Purpose: : We previously showed that NFkB transcription factor influences the expression of several genes with altered mRNA levels in liver metastases from uveal melanoma (UM). Here we aim to further elucidate NFkB activity in UM and to evaluate its inhibition as a potential therapeutic strategy for metastatic UM.

Methods: : Samples from primary and metastatic UM were evaluated for NFkB transcription factor family gene expression by quantitative PCR (QPCR), immunoflurecence staining, western blot, and ELISA. The effect of two NFkB inhibitors, DHMEQ and BMS-345541, on two cells lines derived from UM liver metastases (M15 and M85) was assessed. Cell proliferation was examined by MTT [3-(4,5-dimethylthiazol-2-yl)-2,5-diphenyltetrazolium bromide] assay, Methylene blue assay, and staining for Ki-67. Apoptosis was assessed by staining for activated caspase-3.
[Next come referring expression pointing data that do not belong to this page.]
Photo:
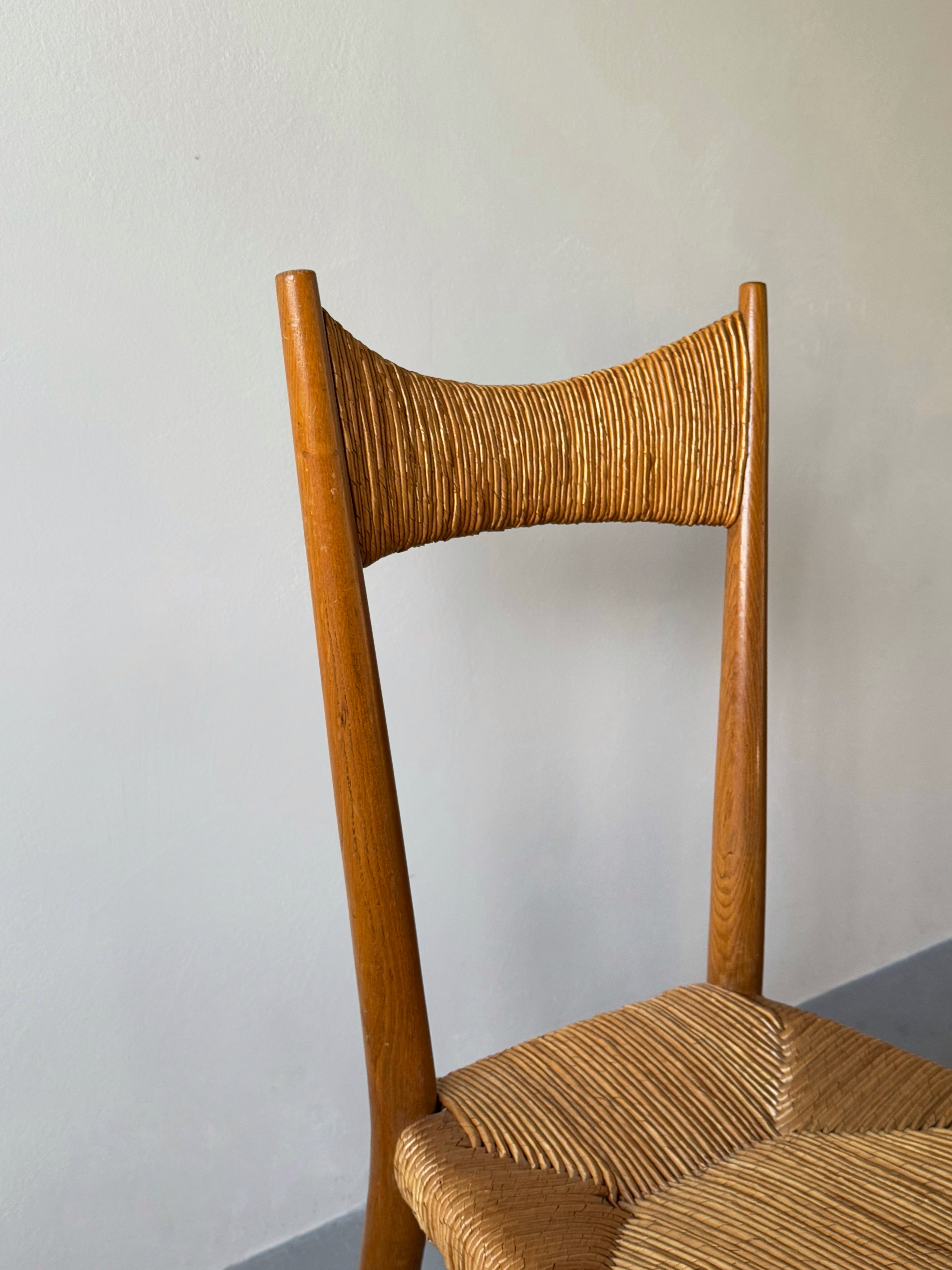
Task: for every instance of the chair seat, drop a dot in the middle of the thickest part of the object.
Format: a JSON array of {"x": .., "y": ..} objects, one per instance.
[{"x": 697, "y": 1129}]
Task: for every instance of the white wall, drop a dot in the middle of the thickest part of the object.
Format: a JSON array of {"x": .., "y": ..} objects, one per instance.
[{"x": 496, "y": 191}]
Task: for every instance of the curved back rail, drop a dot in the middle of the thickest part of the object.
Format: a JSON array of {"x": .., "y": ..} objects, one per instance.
[{"x": 388, "y": 460}]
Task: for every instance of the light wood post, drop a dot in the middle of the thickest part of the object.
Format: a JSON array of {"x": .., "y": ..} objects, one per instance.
[
  {"x": 736, "y": 953},
  {"x": 397, "y": 1033}
]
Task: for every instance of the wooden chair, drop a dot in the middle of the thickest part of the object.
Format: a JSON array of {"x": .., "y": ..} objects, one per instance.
[{"x": 709, "y": 1127}]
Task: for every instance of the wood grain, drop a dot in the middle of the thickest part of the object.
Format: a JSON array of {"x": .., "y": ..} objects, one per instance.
[
  {"x": 736, "y": 956},
  {"x": 390, "y": 985}
]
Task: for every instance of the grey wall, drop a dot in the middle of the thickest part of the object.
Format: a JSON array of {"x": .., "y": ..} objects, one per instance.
[{"x": 488, "y": 191}]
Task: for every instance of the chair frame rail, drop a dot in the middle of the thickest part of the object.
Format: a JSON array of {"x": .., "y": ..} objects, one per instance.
[{"x": 400, "y": 1072}]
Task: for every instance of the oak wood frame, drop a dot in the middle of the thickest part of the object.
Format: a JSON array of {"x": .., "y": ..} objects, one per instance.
[{"x": 400, "y": 1072}]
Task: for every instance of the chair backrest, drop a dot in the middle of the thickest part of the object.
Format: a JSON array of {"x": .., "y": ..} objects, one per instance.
[
  {"x": 389, "y": 460},
  {"x": 661, "y": 439}
]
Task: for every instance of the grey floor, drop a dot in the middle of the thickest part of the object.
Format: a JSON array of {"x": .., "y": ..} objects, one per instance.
[{"x": 908, "y": 1004}]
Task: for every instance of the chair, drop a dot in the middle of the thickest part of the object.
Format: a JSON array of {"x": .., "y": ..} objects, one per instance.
[{"x": 708, "y": 1127}]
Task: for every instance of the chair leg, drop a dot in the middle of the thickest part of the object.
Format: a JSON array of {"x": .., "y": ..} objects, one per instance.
[{"x": 392, "y": 1238}]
Results: : NFkB1, NFkB2, RelA and RelB were expressed in primary UM and in its liver metastases. NFkB2 and RelB showed significantly higher mRNA levels in UM metastases in comparison to the primary tumor (3.4-fold; p=0.03, and 3.6-fold; p=0.05, respectively). NFkB2 protein activation was 3.9-fold higher in metastases samples (p=0.03). NFkB inhibition reduced metastases cells proliferation by 9.2-fold according to Ki67 staining (p=0.04), and by 1.9-fold according to methylene blue assay (p=6*10-7). Both NFkB inhibitors achieved dose dependent reduction of UM cell proliferation according to MTT analysis, in both cell lines which were evaluated (p<0.001 for both DHMEQ and BMS-345541). NFkB inhibition resulted in 6.3-fold increase of apoptosis (p=7*10-7), and significantly reduced the expression of genes downstream to NFkB including OPN, TNFα, IL6, IL8 and Gadd45β.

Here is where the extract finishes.